Best VPS for Traefik

Traefik itself is tiny. Size for your services:

Provider	Plan	Price	Best For
Hetzner	CX21	€5.39	5-10 services
Hostinger	KVM1	$4.99	Budget setup
Vultr	VC2	$12	Global reach

FAQ

Traefik vs Nginx Proxy Manager?

Traefik for Docker-native setups. NPM for simpler GUI-based config.

How many services can Traefik handle?

Hundreds easily. It's designed for microservices at scale.

Is Traefik secure?

Yes. Don't expose the API without auth. Keep updated.

Can I migrate from Nginx?

Yes. Gradual migration is possible — run both temporarily.
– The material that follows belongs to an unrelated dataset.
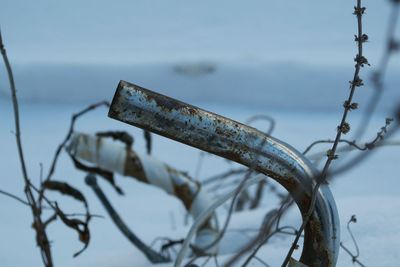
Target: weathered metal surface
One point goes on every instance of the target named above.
(243, 144)
(116, 157)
Does Traefik support HTTP/3?

Yes, as of v3.0. Enable in entrypoint config.

Summary

Traefik automates what you'd manually configure in Nginx:

Task	Nginx	Traefik
Add service	Edit config, reload	Add labels
Get SSL	Run certbot	Automatic
Load balance	Configure upstream	Automatic
Remove service	Edit config, reload	Stop container

For Docker deployments, Traefik is the modern choice. Set it up once, add services with labels forever.